Las acciones de Compa­ñías Cervecerías Unidas SA (CCU) -la cual cuenta con una participación del 50,5% de las acciones de la firma Bebidas del Para­guay, integrante del Grupo Cartes- se cotizan cerca de máximos récords, ya que los inversionistas acumu­lan toda clase de acciones chilenas. Están apostan­do a que las elecciones de noviembre traerán un Gobierno más favorable al mercado que impulsará la inversión y el crecimiento. Las acciones han ido tan lejos como para superar el índice IPSA.

El diablo está en los de­talles: CCU tiene el con­senso promedio de ana­listas más bajo en el índice Bloomberg Intelligence Latin American Bevera­ges. El objetivo medio de precio apunta a una decli­nación de 10 por ciento en el precio de las acciones.

“La acción sigue estando sobrevaluada”, ya que el crecimiento de volumen de la compañía y su ges­tión de ingresos son esta­bles, pero no justifican su valoración actual, escribió Carlos Laboy, analista de HSBC, en una nota del 15 de mayo a los clientes, en la que mantuvo su reco­mendación de “reducir”.

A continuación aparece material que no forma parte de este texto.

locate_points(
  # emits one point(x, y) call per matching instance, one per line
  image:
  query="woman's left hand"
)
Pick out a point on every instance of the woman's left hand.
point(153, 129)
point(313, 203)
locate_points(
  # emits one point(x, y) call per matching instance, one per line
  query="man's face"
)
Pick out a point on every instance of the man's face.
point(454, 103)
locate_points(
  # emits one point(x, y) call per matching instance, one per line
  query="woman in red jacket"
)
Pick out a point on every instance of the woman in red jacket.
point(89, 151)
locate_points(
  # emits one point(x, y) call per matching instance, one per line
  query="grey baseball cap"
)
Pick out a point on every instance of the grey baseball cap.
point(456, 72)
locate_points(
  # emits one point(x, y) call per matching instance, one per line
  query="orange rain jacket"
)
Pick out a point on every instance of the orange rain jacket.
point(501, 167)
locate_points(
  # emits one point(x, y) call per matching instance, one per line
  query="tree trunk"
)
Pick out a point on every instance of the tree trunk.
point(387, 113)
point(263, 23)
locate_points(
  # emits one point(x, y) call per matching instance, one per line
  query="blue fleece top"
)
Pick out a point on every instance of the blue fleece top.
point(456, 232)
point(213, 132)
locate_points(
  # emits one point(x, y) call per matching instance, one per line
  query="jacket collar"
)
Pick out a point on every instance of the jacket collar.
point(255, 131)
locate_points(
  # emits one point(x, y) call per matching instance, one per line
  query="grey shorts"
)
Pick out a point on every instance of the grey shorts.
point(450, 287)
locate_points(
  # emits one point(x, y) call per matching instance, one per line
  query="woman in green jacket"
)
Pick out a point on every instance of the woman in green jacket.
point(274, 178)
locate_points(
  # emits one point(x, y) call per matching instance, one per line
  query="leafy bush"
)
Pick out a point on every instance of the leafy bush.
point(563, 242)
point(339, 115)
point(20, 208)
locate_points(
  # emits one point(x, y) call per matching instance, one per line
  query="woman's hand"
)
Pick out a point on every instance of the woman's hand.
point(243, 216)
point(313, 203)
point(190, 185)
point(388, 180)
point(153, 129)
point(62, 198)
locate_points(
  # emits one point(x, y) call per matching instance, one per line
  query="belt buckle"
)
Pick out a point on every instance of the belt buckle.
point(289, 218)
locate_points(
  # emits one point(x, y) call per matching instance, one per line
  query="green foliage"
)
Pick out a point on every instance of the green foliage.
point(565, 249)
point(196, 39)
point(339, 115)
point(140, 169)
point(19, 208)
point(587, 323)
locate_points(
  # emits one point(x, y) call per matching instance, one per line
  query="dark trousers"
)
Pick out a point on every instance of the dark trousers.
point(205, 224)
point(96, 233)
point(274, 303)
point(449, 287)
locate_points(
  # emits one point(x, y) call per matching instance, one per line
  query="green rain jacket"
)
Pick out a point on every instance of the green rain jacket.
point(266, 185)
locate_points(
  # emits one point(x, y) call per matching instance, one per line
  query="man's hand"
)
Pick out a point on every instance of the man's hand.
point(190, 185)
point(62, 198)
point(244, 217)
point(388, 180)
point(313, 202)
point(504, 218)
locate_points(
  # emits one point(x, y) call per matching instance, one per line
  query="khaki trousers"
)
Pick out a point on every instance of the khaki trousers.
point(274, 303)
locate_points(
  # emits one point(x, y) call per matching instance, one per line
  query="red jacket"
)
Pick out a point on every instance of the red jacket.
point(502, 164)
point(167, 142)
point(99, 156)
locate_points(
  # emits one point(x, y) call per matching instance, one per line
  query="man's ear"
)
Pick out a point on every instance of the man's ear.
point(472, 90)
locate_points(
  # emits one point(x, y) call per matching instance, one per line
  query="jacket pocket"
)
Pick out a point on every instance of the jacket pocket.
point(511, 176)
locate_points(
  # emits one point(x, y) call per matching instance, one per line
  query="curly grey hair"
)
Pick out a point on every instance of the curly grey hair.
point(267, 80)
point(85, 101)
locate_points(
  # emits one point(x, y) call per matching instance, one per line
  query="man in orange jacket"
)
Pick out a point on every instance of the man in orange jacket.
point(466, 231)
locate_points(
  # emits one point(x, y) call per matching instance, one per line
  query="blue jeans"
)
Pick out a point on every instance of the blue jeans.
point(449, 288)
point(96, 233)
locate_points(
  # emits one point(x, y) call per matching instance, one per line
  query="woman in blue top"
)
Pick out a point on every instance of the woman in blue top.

“La empresa enfrenta dos grandes riesgos, se­gún analistas: una erosión constante de la cuota de mercado en el país a causa de una guerra de precios con su rival AB InBev, y la posibilidad de perder una marca clave en Argen­tina, su segundo mayor mercado. Esa marca es precisamente Budweiser de Anheuser-Busch InBev SA/NV.

 

 COMPETENCIA

La competencia de Cer­vecerías Chile, la unidad local de AB InBev, ha sido feroz. ¿La prueba? Ga­briel Lima, un analista de Bradesco, señaló que, en promedio, CCU subió los precios locales 1 por cien­to interanual en el primer trimestre; la inflación fue del 4 por ciento. CCU también está intensifi­cando su lucha contra el grupo belga en Argenti­na. Contrató a la firma de abogados estadounidense McDermott, Will & Emery LLP a principios de este año para que la aseso­rara en la campaña para ampliar sus derechos de producir y distribuir Bud­weiser en Argentina.

La estrategia sería con­seguir que los tribunales antimonopolio obliguen a AB InBev a vender ac­tivos en los países en los que opera. CCU podría entonces comprarlos para proteger su cuo­ta de mercado, informó el periódico La Tercera. En Colombia, CCU ya ha presentado una orden judicial contra la apro­bación por parte del re­gulador antimonopolio de la adquisición de SAB Miller.

En 2014 firmó un acuerdo con el mayor embotellador de refrescos de Colombia, Postobon SA. El plan es construir una planta de cerveza y competir con AB InBev en el país.

Sin embargo, será una batalla cuesta arriba. SAB-Miller de InBev ya tiene casi un monopolio.